La erudición de Harold McGee -norteamericano nacido en 1951, autoridad mundial en la química de los alimentos- se hace patente en la diversidad de su abordaje: la historia y los usos culinarios, la materialidad de los alimentos y sus comportamientos fisicoquímicos, los procesos de cocción y las clasificaciones biológicas, recetas de otros tiempos (un ejemplo: una salsa que se utilizaba en Roma para acompañar a los mariscos llevaba pimienta, ligústico, perejil, menta, laurel, malabatro, mucho comino, miel, vinagre y pasta de pescado), las cuestiones nutricionales y sus efectos en la salud, las técnicas de preparación y la utilísima develación de algunos hechos que nos sorprenden, a los que apenas sabemos desempeñarnos en la cocina.
Sabores que cruzan mundo
Por encima de todo, La cocina y los alimentos contiene una insinuación del mundo. A través de la relación que los humanos hemos establecido con los alimentos, se han originado preparaciones, técnicas culinarias y una paleta de sabores, de vastedad simplemente incalculable. Este incomparable libro de McGee -se trata de una edición aumentada y actualizada en 2004, con respecto a la primera versión de 1984- asoma al lector a esa vastedad.

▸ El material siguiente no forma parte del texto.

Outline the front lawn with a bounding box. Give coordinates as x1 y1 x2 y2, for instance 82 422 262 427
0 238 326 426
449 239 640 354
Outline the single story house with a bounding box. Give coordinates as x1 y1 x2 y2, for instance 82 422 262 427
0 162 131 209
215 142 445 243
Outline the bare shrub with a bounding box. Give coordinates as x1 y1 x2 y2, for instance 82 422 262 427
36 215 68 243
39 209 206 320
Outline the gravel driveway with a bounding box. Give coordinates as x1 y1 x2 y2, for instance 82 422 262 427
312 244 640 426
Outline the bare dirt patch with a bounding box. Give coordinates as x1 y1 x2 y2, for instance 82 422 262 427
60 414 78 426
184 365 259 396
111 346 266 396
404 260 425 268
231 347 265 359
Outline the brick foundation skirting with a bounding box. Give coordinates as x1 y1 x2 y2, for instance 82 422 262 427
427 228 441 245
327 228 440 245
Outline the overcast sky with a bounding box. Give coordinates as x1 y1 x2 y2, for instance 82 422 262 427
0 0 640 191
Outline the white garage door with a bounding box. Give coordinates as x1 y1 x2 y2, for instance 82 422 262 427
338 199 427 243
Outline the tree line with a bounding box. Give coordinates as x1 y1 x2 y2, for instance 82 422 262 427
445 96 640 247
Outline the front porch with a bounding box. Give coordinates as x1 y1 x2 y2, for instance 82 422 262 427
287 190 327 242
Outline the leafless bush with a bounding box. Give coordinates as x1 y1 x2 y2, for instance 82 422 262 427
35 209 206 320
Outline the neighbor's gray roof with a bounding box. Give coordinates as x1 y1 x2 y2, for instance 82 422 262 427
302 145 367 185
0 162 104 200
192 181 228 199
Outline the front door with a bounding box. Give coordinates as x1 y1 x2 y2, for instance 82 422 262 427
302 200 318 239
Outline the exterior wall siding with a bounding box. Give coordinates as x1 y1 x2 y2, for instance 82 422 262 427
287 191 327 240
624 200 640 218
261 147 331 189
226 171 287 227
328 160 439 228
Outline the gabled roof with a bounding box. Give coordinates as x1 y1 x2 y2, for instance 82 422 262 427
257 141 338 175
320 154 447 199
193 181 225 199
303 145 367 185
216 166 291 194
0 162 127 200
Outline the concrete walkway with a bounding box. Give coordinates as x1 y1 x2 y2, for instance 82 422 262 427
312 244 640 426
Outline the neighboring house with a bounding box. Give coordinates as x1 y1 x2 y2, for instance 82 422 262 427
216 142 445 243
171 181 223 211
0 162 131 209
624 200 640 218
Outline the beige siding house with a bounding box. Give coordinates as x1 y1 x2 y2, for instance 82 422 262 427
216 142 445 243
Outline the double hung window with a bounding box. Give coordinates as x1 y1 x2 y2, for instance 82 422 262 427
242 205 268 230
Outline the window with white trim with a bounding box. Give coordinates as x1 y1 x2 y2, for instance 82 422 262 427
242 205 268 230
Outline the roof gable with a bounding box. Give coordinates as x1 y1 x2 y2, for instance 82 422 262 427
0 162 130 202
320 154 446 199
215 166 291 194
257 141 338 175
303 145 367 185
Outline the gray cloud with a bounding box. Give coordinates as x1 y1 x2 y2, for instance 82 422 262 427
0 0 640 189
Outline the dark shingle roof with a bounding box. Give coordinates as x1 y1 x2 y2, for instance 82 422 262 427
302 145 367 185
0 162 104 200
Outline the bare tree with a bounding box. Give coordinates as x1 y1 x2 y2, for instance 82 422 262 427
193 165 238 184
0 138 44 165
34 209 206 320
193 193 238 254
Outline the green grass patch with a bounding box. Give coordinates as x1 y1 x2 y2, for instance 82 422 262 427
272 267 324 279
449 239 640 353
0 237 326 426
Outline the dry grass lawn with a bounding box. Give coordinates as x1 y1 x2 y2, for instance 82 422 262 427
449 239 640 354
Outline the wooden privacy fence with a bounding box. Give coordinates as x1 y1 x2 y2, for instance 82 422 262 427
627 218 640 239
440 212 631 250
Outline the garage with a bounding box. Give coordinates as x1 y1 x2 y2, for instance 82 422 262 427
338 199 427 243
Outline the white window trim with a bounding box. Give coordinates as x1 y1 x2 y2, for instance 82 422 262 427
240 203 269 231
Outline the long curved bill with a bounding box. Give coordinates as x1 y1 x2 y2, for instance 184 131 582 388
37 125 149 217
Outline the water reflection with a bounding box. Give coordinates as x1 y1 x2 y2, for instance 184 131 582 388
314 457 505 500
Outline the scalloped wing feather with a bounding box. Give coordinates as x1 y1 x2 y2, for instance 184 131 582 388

Los alimentos han viajado por el mundo desde tiempos inmemoriales
Invita a cruzar la superficie e ir más a fondo en la comprensión de lo que ingerimos. De su lectura se deriva esto: los alimentos han viajado por el mundo desde tiempos inmemoriales. No solo han viajado, sino que se han establecido y han sido incorporados como propios, aunque hayan llegado de otras regiones del planeta. Los alimentos no solo satisfacen una necesidad biológica, también promueven el encuentro entre los hombres de las más variadas culturas.

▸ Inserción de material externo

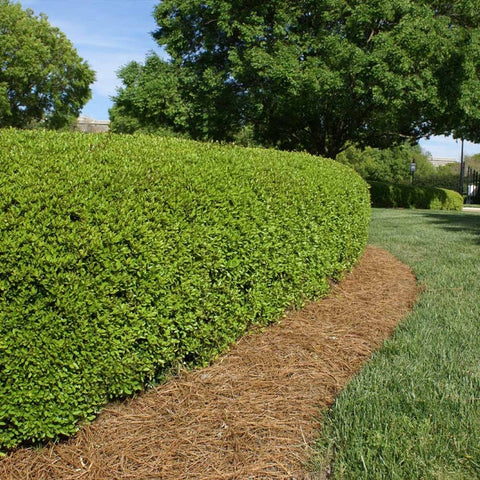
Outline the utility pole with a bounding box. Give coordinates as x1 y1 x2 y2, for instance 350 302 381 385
458 138 465 197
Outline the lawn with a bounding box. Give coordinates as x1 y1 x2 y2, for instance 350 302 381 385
315 210 480 480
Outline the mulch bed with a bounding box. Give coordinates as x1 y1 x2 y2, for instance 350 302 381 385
0 246 417 480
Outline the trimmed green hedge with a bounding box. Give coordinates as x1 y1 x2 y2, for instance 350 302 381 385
0 130 370 449
369 182 463 211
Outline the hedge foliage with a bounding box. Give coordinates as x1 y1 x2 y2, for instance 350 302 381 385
369 182 463 211
0 130 370 449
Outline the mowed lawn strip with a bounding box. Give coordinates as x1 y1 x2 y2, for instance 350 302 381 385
315 210 480 480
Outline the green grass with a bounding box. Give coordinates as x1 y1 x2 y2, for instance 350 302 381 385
314 210 480 480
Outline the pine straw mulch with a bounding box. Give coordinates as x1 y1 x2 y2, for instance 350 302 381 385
0 247 417 480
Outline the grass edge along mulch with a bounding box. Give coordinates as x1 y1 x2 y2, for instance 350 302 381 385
0 246 418 480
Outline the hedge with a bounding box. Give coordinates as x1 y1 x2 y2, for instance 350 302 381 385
0 130 370 450
369 182 463 211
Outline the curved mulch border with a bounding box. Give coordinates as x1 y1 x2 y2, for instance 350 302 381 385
0 247 417 480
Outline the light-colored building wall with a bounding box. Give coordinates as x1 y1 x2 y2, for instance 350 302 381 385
430 158 457 167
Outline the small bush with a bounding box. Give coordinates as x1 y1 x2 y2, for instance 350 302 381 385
370 182 463 211
0 130 370 448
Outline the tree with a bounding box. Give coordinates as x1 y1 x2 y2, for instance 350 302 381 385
109 0 480 158
336 143 435 183
0 0 95 128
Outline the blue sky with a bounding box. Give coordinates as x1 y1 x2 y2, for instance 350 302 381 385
16 0 480 160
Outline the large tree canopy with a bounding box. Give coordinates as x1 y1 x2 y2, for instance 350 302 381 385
110 0 480 157
0 0 95 128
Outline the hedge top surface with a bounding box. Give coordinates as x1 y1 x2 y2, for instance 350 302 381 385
0 130 370 448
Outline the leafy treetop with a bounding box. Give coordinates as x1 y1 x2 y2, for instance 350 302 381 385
113 0 480 157
0 0 95 128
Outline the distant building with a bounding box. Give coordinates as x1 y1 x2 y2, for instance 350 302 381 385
430 158 457 167
75 117 110 133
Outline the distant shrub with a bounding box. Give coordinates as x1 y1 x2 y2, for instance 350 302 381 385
370 182 463 211
0 130 370 448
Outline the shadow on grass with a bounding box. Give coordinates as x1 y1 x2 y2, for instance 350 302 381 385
422 212 480 244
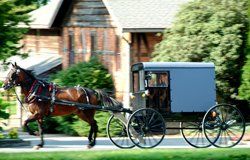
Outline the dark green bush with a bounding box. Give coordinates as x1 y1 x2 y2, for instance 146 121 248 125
51 58 114 90
51 58 114 136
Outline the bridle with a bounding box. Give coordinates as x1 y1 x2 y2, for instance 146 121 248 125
2 68 21 90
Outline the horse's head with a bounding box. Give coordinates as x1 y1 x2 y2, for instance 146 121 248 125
2 63 24 90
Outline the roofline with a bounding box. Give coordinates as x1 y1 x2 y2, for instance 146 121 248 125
49 0 64 28
131 62 215 71
18 0 65 29
122 28 166 33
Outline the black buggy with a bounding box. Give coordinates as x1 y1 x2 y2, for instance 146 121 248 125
107 62 245 148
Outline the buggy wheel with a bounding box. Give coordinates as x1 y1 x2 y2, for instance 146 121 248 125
127 108 166 148
180 122 211 148
203 104 245 148
107 115 135 149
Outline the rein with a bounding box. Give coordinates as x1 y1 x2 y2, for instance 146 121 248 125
14 89 29 113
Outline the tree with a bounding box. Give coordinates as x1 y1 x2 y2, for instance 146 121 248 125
153 0 248 101
239 3 250 102
0 0 47 60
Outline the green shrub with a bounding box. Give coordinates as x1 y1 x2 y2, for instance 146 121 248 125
0 132 6 139
51 58 114 90
51 58 114 136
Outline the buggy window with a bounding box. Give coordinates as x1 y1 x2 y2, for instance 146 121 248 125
133 70 145 92
133 72 139 92
148 73 168 87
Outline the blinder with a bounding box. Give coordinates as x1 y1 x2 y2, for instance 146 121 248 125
2 68 21 90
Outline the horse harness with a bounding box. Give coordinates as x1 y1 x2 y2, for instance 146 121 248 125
25 80 90 113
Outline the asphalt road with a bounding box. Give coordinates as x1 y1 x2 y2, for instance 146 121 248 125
0 133 250 152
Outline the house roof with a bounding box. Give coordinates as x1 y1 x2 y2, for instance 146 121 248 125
0 53 62 80
19 0 63 29
22 0 189 32
132 62 214 70
103 0 189 32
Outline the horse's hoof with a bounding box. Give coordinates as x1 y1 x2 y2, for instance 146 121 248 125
87 145 94 149
33 146 42 150
34 131 40 136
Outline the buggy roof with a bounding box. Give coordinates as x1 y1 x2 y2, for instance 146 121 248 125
131 62 214 71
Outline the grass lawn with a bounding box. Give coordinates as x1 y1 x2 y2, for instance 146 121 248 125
0 148 250 160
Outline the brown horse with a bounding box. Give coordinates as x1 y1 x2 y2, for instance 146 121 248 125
3 63 115 149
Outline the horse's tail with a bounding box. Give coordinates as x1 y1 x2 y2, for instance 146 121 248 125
95 89 123 108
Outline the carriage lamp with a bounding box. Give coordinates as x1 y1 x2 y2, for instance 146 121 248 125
129 92 135 99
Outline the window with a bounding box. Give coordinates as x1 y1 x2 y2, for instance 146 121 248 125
90 31 97 56
133 70 145 92
133 72 139 92
148 73 168 87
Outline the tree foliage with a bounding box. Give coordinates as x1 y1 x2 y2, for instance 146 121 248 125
153 0 248 101
239 2 250 101
0 0 47 60
51 58 114 90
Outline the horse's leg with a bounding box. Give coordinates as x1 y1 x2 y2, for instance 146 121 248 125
89 120 98 147
37 119 44 148
24 114 40 136
77 110 98 148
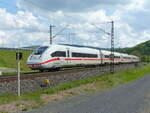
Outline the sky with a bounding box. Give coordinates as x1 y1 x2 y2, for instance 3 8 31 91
0 0 150 48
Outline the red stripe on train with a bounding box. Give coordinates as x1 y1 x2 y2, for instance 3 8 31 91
27 58 132 66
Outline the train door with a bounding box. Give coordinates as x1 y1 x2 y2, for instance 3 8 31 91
99 50 103 64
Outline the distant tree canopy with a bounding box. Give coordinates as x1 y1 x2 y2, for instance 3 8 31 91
116 40 150 61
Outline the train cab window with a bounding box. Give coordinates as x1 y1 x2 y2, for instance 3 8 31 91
114 56 120 58
33 46 48 55
51 51 66 57
72 52 98 58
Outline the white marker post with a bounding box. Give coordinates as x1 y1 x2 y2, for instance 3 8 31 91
16 52 22 97
18 57 20 97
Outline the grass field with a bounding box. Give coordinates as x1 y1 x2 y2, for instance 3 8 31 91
0 50 31 71
0 64 150 104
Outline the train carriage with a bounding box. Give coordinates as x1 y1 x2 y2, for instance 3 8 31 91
27 45 139 70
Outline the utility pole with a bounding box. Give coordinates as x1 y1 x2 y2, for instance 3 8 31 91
49 25 55 44
110 21 114 73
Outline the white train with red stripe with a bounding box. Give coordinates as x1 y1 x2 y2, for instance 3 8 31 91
27 45 139 70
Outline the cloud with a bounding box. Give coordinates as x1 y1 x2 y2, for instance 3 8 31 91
0 0 150 47
18 0 130 12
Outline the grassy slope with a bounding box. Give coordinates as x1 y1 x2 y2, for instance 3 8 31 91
0 50 31 70
0 64 150 104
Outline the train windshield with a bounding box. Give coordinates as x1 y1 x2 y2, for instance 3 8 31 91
34 46 48 55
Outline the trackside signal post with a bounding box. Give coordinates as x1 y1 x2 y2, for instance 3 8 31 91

En un cuadro que resume las verduras, frutas y especies más comunes que se consumen en Occidente, sorprende la cantidad originarias en la región del Mediterráneo, que se ingerían antes de Cristo: cerezas, albaricoques, pepinos y tantas otras. Las de Asia son un poco menos numerosas.
La lista de las “nativas del Nuevo Mundo” es hoy determinante en nuestra alimentación: patatas, calabacines, pimientos, aguacates, guindillas, piña tropical, vainilla y tomates, tanto en España como en América Latina. A lo largo de los milenios los alimentos han sido cultivados fuera de sus regiones nativas, han sido incorporados a la cocina, se les ha combinado con otros dando origen a nuevas preparaciones y sabores. Mucho antes que las manufacturas, el dinero o el petróleo, los alimentos y las especias fueron los primeros agentes de los intercambios globales.